There’s a place for ‘pubs’ like The Fox Cub at Walmer Bridge; a fact the sizeable Tuesday evening crowd – both eaters and drinkers – encountered on my recent visit proves beyond reasonable doubt.
Recently built yet carefully designed and styled to create the illusion of living history, such ‘pubs’ thrive across Britain.
Usually at or just beyond the edge of conurbation, never far from the beaten track, indeed, almost invariably by or adjacent to a major arterial route.

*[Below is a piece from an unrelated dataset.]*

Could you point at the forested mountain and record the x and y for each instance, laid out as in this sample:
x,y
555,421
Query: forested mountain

Essentially a modern take on the motoring pub of yore (or the coach house of even yorer), these pubs offer the weary traveller all the same emphasis on warm, cosy, homespun hospitality – or, to quote The Fox Cub website “oozing rural charm and rustic character” – only now with a nod to the modern gastropub and with improved design budget and attention to detail.

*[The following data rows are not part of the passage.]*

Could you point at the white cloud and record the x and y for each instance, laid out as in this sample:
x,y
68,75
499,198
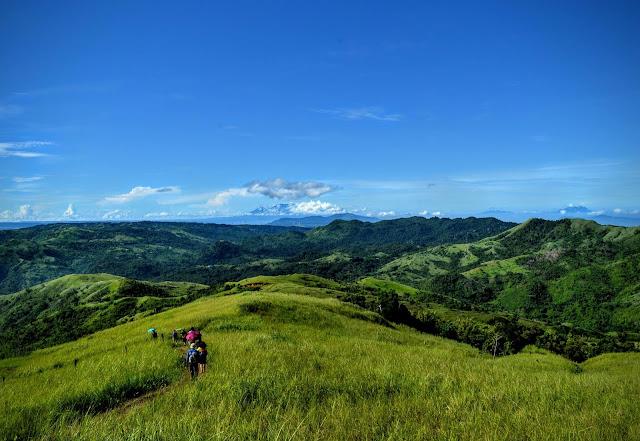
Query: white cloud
x,y
156,215
70,212
282,189
21,180
315,207
117,214
141,192
374,113
19,149
223,197
10,110
25,212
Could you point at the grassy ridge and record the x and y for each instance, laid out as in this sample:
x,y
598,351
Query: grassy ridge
x,y
76,305
290,366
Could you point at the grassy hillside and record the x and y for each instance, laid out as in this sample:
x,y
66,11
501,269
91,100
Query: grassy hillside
x,y
210,253
76,305
299,367
571,271
143,250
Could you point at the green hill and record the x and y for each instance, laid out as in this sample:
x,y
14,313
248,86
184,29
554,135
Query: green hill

This latter is arguably the crucial difference. ‘Pubs’ of this kind, tapping into the average citizen’s endless nostalgia for an agrarian Britain which they never knew (largely because it predates the Industrial Revolution), are by no means rare.

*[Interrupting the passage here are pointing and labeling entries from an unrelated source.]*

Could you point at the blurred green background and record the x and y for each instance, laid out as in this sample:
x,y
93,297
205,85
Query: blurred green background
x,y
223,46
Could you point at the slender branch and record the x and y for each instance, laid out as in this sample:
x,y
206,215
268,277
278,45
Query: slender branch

But whereas a similar venture 20 years ago, say, might have sought to establish its credentials solely by virtue of having screwed to the walls some rusty rakes, hoes and sundry farm equipment last used by Jethro Tull (the inventor of the seed-drill rather than the scruffy pop group), today the bar has been raised.
Ceilings are low, beams and brickwork exposed, floors, doors, stairs creaking charmingly – the illusion is meticulous, the ‘country pub’ experience complete.
Almost complete. Lighting is the sole glaring giveaway, with the dim, ‘aged’ shaded lamps on every wall betrayed as ornamental by modern spotlights sunk in the ceiling over each set.
Then again, so what?
If we begin denying custom to any commercial venture trading on artifice and illusion in these sentimental times we’ll end up enduring short crawls around Preston’s bleak and functional Wetherspoons.
By every measure it sets itself The Fox Cub works just fine. The selection of ale and wine is good, the impressive menu is tasty and fairly priced and the interior itself, for all those shabby chic shenanigans, is comfortable.
It’s just a ‘pub’ rather than a pub. Whatever that means.